Mechi Annaís Estévez Cruz
Mechi Annaís Estévez Cruz is a queer afro-indigenous woman who launched Una Vaina Bien Spanish to promote socially responsible travel in the DR. Feeling frustrated by the tourism industry in the DR – where Dominicans are erased in their own home – she started Una Vaina Bien to lessen the negative impacts tourism can have.
“We are obliterated, removed, everything about us is sterilized and tucked out of view to make way for tourism,” she wrote. “Rumors circulate about local people being displaced from their land to build a port for the cruise ships in Maimon; Dominicans are denied access both physically (illegally) and economically to their own beaches and the restaurants or hotels that line them. And through it all, we are told we must be grateful for this erasure and lack of ownership because we owe our livelihoods to it.”
Through UVB, she offers language classes, and socio-cultural and historical information to those visiting Cabarete.
Florinda Muñoz Soriano, aka Mamá Tingó, was an activist for the DR’s rural farming community. She was born in Villa Mella, and became a well-respected figure. In the 1970s, a landowner named Pablo Díaz Hernández claimed ownership of lands that had been occupied for centuries by farmers. Mamá Tingó, who was a member of the Liga Agraria Cristiana, disagreed and fought for her community.
Though she was in her 50s, she didn’t back down from this fight, even landing herself in jail. In November 1974, she and other farmers went to court in Hato Viejo, though Hernández was a no-show. When she returned home, one of Hernández’s workers killed her.
Josefina Baez is an actress, writer, and director from La Romana. In 1986, she founded the Ay Ombe Theatre Troupe, and she has written Dominicanish and Comrade, Bliss Ain’t Playing. Both are performance texts, and the former has been performed all over the world in the last decade.
“Josefina Baez has been breaking open hearts and reordering minds for more years than I care to count,” Junot Díaz said, according to a University of Arkansas article. She is a sword bathed in flame, she’s a marvel.”

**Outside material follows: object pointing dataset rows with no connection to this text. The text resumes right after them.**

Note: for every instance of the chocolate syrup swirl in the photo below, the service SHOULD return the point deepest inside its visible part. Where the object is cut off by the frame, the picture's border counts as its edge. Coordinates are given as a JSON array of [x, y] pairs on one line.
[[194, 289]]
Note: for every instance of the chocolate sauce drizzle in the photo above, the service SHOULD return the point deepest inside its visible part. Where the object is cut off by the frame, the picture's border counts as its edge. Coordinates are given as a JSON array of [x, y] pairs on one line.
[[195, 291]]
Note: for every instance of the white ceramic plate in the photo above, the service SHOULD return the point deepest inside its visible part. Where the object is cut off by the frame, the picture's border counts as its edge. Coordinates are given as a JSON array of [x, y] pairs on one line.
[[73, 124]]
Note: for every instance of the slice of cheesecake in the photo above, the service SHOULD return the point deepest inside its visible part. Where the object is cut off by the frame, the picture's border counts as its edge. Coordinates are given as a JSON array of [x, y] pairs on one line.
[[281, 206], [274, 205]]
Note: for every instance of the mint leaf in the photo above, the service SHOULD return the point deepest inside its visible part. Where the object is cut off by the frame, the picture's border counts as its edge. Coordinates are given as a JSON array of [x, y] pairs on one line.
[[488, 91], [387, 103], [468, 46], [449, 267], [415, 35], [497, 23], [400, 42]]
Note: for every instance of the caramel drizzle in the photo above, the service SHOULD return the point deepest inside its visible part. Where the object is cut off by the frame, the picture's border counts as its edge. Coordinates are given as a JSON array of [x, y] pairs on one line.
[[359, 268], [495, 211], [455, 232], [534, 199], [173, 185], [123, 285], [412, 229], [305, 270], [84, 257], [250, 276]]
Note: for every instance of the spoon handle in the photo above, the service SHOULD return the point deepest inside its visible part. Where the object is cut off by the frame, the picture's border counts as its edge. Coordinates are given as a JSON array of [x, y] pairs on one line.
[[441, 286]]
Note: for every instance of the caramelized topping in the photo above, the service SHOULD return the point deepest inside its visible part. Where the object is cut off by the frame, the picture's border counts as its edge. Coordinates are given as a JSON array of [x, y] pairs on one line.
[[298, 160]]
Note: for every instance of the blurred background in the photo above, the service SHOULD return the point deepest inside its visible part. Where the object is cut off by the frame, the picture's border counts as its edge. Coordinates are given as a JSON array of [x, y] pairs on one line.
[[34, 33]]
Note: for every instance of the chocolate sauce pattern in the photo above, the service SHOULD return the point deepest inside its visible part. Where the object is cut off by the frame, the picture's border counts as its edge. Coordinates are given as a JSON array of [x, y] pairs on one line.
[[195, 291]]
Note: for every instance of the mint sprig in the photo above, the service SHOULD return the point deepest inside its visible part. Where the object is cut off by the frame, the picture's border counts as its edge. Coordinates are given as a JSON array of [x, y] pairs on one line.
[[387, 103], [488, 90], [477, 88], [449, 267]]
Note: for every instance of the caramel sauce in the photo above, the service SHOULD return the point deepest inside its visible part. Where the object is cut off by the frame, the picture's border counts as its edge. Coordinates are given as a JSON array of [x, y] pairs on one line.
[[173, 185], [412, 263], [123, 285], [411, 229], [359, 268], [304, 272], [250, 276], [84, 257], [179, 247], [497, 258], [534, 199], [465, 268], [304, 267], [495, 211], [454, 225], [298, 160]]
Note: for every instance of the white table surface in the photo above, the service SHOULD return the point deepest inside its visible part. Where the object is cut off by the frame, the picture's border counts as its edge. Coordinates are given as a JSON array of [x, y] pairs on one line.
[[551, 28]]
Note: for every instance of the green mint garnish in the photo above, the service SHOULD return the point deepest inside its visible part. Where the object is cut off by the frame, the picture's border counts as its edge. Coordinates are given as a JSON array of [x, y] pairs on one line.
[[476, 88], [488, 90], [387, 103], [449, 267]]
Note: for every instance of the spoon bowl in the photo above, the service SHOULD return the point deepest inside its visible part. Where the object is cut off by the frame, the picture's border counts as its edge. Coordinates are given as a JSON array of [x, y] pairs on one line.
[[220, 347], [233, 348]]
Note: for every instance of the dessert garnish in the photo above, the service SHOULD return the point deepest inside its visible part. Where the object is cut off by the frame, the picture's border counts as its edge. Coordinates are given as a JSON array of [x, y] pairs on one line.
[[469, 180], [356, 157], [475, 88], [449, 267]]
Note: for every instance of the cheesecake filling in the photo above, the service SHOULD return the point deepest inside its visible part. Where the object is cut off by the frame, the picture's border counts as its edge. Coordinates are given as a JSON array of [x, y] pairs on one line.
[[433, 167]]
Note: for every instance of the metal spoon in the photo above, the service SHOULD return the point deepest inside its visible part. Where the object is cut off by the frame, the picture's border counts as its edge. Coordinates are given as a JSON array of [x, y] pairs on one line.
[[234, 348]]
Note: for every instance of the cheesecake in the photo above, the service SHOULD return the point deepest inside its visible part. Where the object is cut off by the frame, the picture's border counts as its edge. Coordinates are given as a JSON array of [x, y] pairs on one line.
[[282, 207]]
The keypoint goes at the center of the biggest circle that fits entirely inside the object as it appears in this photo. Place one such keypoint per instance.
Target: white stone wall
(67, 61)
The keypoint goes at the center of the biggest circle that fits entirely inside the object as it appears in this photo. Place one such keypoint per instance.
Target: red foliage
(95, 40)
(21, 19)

Aniana Ondina Vargas Jáquez
Aniana Ondina Vargas Jáquez was an anti-trujillista and environmentalist. She vocally opposed dictator Rafael Trujillo, and she lived in exile in the United States, returning to fight in the Dominican Civil War of 1965.
Known as the Madre de las Aguas, Aniana founded the Federación de Campesinos and worked to preserve the basins of the Yuna and White rivers.

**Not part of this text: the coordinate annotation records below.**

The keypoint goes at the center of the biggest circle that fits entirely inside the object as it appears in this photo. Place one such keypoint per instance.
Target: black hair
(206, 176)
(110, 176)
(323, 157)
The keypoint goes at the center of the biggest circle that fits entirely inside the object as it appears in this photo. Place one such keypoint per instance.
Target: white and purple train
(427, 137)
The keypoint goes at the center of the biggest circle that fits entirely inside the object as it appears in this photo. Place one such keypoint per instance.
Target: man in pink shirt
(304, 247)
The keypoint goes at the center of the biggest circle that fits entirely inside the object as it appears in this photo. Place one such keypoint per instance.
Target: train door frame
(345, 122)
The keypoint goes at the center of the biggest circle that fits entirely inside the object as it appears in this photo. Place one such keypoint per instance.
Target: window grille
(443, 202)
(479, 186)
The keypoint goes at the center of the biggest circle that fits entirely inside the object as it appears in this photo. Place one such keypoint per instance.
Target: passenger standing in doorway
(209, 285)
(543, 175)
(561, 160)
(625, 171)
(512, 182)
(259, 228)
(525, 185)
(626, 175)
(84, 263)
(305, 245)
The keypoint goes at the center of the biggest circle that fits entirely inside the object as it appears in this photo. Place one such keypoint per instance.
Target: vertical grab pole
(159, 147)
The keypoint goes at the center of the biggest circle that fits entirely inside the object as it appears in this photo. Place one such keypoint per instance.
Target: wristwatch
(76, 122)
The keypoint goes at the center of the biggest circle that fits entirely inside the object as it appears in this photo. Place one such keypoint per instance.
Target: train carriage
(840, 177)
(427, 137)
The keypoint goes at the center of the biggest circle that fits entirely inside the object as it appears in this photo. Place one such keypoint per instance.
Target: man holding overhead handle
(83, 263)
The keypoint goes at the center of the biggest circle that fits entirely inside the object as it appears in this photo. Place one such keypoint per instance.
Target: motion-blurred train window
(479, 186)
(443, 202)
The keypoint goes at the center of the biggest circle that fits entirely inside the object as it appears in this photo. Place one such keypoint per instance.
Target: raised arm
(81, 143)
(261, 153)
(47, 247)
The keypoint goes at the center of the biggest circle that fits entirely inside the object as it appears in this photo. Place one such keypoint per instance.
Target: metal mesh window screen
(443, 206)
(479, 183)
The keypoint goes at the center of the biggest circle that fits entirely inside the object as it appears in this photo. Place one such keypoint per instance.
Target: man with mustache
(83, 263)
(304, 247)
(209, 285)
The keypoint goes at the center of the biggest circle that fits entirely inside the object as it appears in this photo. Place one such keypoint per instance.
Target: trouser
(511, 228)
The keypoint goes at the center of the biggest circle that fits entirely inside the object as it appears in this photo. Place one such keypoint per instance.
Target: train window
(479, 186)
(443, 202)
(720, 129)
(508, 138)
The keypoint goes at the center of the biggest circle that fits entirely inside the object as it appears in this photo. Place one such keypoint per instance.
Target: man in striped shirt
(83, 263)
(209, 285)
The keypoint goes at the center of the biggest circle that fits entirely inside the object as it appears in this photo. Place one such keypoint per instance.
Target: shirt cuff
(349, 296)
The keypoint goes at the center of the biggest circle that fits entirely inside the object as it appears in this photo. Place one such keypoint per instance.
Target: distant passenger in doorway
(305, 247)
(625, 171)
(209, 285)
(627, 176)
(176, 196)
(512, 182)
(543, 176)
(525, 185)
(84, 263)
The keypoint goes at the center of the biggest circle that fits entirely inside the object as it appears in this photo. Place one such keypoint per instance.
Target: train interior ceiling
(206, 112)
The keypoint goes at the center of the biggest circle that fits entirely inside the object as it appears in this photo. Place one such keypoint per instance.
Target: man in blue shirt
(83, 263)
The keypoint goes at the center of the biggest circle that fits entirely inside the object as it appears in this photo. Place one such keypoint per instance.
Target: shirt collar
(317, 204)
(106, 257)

Author Julia Alvarez was born in New York, but spent some of her formative years living in the DR. Before she was a teenager, her family had to return to NY because her father was involved in the anti-Trujillo movement. Her books draw on her own family’s experiences.
Through How the García Girls Lost Their Accent, In the Time of Butterflies and ¡Yo!, she has become of the most celebrated Latina authors.

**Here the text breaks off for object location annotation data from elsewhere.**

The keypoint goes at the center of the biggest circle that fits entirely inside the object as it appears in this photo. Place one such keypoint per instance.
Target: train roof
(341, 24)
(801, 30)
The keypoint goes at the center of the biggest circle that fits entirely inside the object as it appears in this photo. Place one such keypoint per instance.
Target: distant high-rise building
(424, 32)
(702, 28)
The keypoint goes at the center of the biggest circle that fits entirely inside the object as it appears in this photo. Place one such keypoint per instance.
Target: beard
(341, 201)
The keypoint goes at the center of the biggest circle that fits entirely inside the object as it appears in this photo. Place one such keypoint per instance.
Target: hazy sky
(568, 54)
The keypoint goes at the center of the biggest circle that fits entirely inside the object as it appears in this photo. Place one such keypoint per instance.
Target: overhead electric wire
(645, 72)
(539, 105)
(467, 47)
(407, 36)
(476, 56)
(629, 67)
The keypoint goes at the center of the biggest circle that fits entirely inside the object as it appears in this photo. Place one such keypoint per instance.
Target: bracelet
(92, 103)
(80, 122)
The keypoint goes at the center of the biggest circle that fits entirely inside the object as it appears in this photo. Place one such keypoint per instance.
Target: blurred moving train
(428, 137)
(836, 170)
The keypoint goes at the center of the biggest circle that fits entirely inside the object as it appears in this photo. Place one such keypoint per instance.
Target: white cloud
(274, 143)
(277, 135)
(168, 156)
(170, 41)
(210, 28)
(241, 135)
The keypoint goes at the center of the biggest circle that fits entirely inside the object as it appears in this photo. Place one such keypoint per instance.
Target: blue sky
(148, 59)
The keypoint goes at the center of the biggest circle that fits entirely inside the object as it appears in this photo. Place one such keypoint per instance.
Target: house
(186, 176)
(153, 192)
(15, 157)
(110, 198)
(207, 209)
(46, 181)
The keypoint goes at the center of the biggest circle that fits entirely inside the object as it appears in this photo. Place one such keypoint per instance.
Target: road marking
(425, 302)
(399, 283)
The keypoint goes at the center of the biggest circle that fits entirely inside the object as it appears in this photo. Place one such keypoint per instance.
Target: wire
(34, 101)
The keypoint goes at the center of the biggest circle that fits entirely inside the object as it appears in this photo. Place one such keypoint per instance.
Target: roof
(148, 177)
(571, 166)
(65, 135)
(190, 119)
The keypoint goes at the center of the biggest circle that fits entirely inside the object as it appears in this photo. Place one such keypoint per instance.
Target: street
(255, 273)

Andrea Evangelina Rodríguez Perozo
Andrea Evangelina Rodríguez Perozo was born in Higüey in 1879, and in 1902, she went to a women’s school and earned the highest marks in the course. A year later, she went to the Universidad de Santo Domingo’s medical school, and she became the DR’s first woman doctor. She was a gynecologist, obstetrician, and pediatrician. She also pushed for sex ed classes in schools, and was openly critical of Trujillo.
Rita Indiana was an innovator of techno-style merengue, though she has chosen to focus on writing, where she’s also doing big things. Her last book, La mucama de Omicunlé, is one of 11 up for the Premio Bienal de Novela Mario Vargas Llosa. She is one of the youngest authors on the list, and also one of the few women.
Her books draw from her own life, so she explores issues of identity and gender, as well as the Caribbean.